23 de fevereiro de 2026

Assala Benmalek é uma engenheira de investigação sediada na Argélia, com um mestrado em Engenharia Informática. Como parte da Africa Space Works, a primeira empresa focada no espaço na Argélia, a sua investigação centra-se na utilização de inteligência artificial para avançar aplicações de observação da Terra, com uma forte ênfase na deteção de emissões de gases de efeito de estufa utilizando imagens de satélite de alta resolução.

Através do seu trabalho com a Digital Earth Africa, contribuiu para a criação de um dos primeiros conjuntos de dados de deteção de metano para África.
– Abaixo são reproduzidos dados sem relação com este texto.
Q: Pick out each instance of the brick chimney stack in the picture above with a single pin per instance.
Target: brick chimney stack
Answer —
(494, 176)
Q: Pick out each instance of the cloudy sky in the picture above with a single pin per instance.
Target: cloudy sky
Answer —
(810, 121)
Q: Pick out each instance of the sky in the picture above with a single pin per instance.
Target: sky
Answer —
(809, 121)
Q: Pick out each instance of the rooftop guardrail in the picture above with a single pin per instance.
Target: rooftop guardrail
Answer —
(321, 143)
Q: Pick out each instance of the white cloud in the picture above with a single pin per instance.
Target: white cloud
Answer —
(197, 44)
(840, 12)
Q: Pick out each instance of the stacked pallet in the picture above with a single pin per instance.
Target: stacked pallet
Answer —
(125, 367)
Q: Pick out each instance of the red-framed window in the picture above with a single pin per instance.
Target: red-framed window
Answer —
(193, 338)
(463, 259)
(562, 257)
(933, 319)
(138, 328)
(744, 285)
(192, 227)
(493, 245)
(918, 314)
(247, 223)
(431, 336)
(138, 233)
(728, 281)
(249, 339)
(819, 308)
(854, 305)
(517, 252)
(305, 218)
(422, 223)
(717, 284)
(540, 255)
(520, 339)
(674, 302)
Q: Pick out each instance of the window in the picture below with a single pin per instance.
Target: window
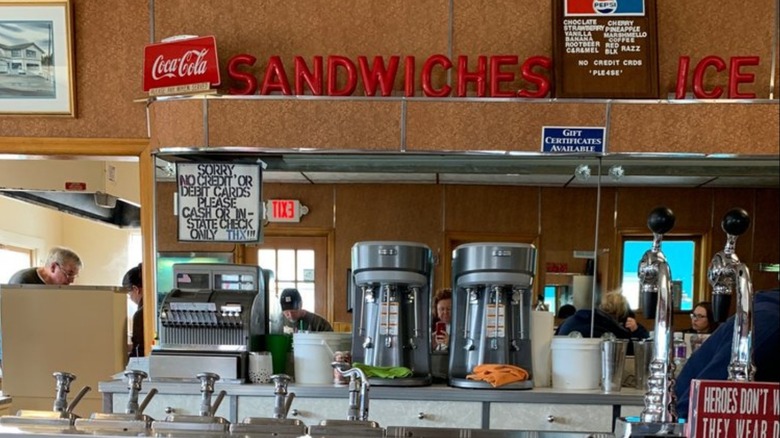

Utilizando dados de satélite, a sua investigação identifica e monitoriza eventos de superemissão em regiões industriais chave, demonstrando como os dados abertos de observação da Terra podem apoiar o monitoramento ambiental e a inovação impulsionada por IA no continente.

A minha formação académica baseia-se em [a sua área de especialização principal], com um mestrado em [o seu mestrado] e um doutoramento em [o seu doutoramento]. Atualmente, a minha investigação foca-se em [a sua área de investigação atual], com ênfase em [tópicos específicos da sua investigação].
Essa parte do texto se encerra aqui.